The National Social Science Documentation Centre (NASSDOC), a constituent unit of the Indian Council of Social Science Research (ICSSR), was established in 1969. The objective of the NASSDOC is to provide library and information support services to social science researchers.

Facilities and services for the readers
A user–responsive collection of books, periodicals and electronic databases in the field of social sciences.

The Online Public Catalogue (OPAC) is  for the use of library members/readers so that  subject/author or keyword based searches can be made from the holdings of library  books, Ph.D.  theses, research reports, and journals.

Members of the library can refer to online full text databases such as: EconLit with full text, JSTOR, JGATE, Political Science Complete, Soc-Index with full text, LISTA, Education Source, IndiaStat, ProwesssIQ, PsychArticles.

Reference queries in the field of social sciences from the scholars are responded to via e-mail, telephone, in person, or through postal correspondence.

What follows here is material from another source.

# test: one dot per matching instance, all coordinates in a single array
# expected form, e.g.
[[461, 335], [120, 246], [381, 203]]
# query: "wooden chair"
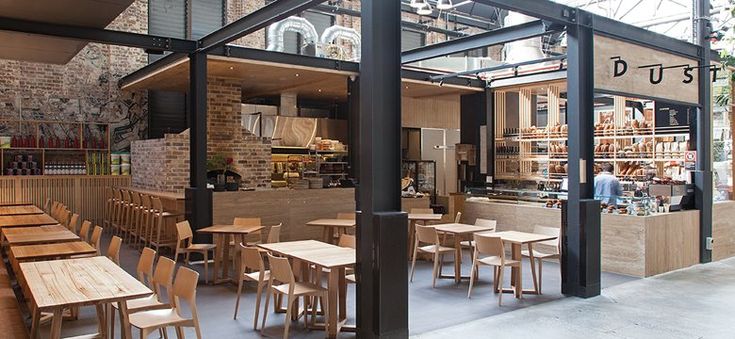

Scholars are assisted through an inter-library loan service.

Document delivery/inter-library loan
A document delivery service is provided through an interlibrary loan or by photocopying papers published in periodicals. NASSDOC borrows books, periodicals, reports etc. from other libraries to meet the demands of the research scholars.

NASSDOC as a member of DELNET (Developing Library Network) can access databases hosted by the DELNET on its website.  NASSDOC can get documents on inter library loan through DELNET from the member libraries.

Reprography service
Photocopies are provided from the NASSDOC collection and also from its own network, if the document is not available within the premises.

Preservation of documents: microfilming
NASSDOC has started microfilming  of its Ph.D. theses collection. 1500 theses have been microfilmed in three phases during the year 2003–2004, 2004–2005 and 2005–2006.  

NASSDOC has a collection of microfilms/microfiches of Ph.D. theses, some of the Indian and foreign journals, Economic Working Papers, Union Catalogues, Government Publications and rare publications are available for consultation in the Microfilm Section in the Reading Room at ground floor.